During a career spanning more than five decades, Rising led the development of such projects as Los Angeles’ U.S. Bank Tower — which for 28 years was the tallest skyscraper west of Chicago — and Playa Vista, a mixed-use neighborhood and commercial tech hub in the Westside area.

The Playa Vista development looking northeast from Lincoln Blvd., with Bluff Creek at right. 2006 photo. (Daily Breeze staff file photo)

Rising was also an advocate and player in the rebirth of Downtown Los Angeles, restoring dilapidated commercial spaces and upgrading the area’s infrastructure to meet high-tech needs.

California Gov. Gavin Newsom said in a statement that Rising “spearheaded iconic developments that transformed neighborhoods across California.”

His “dynamic leadership and problem-solving brought together stakeholders from across the board to accomplish monumental feats,” Newsom said. “I send my deepest sympathies to his loved ones and many friends.”

Rising was an important behind-the-scenes figure in California politics, perhaps best known in political circles for his longtime association with five-time Los Angeles Mayor Tom Bradley. Rising served as Bradley’s campaign chairman in each of his mayoral victories beginning in 1973, as well as in a tight gubernatorial defeat in 1982.

“Tom was an unbelievable person,” Rising said in a 2020 podcast episode recorded with his son, Christopher. “He and I were extremely close.”
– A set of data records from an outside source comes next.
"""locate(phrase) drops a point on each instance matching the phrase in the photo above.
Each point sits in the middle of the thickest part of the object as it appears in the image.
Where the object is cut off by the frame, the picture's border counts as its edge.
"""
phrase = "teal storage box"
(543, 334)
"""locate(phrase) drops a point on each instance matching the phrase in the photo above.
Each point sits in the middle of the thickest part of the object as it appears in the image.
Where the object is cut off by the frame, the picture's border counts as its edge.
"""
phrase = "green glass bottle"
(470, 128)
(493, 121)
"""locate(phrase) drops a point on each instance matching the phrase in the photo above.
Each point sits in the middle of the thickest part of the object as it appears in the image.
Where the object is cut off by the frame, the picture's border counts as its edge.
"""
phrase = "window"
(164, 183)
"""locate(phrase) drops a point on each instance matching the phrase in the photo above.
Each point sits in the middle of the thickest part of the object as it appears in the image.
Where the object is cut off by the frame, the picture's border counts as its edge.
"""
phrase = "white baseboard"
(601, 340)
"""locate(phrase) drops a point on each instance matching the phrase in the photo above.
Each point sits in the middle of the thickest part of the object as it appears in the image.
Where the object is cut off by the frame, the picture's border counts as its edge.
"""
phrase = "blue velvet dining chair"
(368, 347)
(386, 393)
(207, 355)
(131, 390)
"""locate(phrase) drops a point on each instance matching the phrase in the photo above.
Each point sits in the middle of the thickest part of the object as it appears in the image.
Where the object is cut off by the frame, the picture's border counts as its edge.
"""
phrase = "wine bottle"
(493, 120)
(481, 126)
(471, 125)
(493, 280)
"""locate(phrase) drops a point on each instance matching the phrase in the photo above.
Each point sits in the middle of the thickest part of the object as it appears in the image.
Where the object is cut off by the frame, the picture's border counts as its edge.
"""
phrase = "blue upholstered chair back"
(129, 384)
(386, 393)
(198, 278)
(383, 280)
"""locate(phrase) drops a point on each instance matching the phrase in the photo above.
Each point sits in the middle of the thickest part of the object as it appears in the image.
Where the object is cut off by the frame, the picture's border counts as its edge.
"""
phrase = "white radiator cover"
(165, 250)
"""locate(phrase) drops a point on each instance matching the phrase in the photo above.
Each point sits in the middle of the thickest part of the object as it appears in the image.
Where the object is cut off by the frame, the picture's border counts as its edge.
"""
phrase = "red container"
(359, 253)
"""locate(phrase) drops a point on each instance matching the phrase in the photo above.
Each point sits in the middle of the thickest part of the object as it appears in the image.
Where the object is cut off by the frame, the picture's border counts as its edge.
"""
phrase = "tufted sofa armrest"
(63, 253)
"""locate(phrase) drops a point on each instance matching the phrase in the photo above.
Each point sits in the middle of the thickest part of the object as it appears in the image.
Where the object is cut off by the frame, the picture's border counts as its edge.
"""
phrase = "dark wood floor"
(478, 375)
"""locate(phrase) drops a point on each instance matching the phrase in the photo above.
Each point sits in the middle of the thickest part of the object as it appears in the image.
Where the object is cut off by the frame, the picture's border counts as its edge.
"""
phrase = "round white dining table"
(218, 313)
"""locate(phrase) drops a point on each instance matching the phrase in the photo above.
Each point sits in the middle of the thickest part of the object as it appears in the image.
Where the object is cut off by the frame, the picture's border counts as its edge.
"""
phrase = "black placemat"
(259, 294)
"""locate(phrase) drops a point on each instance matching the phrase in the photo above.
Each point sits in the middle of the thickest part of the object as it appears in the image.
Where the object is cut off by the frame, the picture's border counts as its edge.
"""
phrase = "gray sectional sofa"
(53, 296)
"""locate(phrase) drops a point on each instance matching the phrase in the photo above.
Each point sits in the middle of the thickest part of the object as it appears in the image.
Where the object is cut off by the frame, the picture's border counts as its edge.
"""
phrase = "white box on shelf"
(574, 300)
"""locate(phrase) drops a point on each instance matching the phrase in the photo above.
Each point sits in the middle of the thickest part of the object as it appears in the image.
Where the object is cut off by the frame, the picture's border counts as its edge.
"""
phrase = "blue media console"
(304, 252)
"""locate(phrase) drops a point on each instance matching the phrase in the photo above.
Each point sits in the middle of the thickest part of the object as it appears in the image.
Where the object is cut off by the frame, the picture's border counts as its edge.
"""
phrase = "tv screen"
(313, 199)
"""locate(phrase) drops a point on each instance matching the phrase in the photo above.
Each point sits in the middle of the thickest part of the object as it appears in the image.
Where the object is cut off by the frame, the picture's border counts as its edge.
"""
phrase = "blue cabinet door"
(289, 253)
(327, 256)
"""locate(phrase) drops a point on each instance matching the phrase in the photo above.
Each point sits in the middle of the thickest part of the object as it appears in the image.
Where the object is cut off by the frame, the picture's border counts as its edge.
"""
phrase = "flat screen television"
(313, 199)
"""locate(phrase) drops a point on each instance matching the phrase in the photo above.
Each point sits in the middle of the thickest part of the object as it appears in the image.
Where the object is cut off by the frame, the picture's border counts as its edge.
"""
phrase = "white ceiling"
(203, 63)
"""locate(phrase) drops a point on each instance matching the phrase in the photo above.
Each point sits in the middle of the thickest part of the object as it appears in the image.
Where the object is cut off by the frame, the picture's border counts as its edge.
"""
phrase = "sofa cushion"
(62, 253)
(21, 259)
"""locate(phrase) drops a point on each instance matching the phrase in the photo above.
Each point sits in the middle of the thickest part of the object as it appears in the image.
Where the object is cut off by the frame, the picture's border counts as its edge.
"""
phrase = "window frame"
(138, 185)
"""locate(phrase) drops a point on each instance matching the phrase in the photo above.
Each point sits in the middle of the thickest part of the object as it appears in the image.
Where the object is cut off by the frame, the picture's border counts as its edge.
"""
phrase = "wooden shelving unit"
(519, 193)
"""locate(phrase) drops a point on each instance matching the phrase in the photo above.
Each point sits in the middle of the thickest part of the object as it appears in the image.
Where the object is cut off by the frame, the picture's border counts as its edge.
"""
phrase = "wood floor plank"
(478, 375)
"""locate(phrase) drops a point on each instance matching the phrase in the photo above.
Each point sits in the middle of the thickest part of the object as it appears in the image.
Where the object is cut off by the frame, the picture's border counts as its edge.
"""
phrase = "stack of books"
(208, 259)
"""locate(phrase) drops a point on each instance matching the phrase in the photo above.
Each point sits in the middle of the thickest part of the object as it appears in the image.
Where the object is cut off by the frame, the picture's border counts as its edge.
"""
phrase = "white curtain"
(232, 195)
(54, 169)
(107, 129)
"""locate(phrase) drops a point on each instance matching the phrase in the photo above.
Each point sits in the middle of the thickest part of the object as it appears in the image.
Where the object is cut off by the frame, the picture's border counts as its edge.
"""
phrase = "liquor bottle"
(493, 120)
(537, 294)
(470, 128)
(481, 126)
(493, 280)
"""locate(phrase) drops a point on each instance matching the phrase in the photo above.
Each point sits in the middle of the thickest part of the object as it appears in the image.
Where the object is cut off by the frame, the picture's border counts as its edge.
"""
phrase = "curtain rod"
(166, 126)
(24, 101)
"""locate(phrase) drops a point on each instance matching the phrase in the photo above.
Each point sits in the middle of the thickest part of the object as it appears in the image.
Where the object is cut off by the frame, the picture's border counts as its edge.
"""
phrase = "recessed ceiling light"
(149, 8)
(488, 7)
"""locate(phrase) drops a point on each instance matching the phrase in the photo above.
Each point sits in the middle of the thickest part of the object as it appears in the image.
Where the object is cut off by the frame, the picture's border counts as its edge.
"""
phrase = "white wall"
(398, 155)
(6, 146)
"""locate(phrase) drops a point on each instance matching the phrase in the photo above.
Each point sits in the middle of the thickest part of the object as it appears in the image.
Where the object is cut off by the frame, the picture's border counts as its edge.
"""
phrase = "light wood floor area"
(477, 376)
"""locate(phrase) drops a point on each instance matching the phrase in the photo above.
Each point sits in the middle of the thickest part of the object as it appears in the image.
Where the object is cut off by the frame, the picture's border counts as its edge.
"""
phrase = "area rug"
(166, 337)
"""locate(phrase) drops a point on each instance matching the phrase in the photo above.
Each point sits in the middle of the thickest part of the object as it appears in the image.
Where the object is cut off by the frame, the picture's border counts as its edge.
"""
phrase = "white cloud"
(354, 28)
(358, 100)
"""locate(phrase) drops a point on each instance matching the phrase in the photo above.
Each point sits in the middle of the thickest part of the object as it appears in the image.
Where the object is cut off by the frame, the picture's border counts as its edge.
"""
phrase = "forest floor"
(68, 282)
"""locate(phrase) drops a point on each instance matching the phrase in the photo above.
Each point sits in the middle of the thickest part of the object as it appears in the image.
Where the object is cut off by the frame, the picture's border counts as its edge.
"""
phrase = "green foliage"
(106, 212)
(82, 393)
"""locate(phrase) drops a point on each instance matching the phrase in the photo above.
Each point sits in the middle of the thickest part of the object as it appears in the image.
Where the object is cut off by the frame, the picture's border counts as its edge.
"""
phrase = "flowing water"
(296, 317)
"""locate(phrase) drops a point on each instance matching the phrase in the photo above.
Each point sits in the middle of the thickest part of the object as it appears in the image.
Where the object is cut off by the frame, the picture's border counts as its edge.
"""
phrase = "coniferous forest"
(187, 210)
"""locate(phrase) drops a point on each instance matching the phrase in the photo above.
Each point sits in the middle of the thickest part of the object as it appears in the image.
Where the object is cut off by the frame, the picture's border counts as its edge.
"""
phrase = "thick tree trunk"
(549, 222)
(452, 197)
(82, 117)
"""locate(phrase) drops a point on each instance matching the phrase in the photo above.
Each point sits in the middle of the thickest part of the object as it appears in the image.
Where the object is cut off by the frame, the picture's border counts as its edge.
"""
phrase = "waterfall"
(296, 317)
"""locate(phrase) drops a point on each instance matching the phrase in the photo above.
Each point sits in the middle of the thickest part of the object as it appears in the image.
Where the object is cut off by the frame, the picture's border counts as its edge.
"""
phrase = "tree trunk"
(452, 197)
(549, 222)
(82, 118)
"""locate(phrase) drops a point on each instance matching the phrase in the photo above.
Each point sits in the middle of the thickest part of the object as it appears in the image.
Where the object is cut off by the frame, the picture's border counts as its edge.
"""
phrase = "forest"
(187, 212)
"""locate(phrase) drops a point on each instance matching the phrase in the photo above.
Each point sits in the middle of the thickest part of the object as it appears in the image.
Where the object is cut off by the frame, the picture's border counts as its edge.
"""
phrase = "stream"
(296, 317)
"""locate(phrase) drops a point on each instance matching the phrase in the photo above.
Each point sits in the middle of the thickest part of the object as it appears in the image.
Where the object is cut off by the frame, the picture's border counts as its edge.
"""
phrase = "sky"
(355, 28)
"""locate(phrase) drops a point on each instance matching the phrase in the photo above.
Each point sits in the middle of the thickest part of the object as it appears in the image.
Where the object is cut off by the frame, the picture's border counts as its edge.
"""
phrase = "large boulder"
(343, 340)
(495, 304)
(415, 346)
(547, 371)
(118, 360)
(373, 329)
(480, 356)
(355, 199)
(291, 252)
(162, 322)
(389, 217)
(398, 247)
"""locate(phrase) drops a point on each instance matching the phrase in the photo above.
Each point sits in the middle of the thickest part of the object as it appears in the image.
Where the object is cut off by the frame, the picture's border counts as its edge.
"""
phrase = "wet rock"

At the time of his death, Rising served as chairman emeritus of Rising Realty Partners, a real estate investment and operating company headquartered in Los Angeles.

 

In addition to his real estate concerns, Rising served in a host of civic and philanthropic roles. He was chair of the Federal Reserve Bank of San Francisco, chair of The Real Estate Roundtable think tank, a California Institute of Technology trustee, and a W.M. Keck Foundation board member.

He was part of the Rebuild LA effort after the 1992 riots, chairman of the Grand Avenue Committee — a downtown revitalization project — and a board member of the Irvine Company.

Rising is survived by his wife, Sharon; sons, Christopher and Matthew; three grandchildren; and a sister, Charlotte Conway.

A private memorial service will take place in the near future, his family said.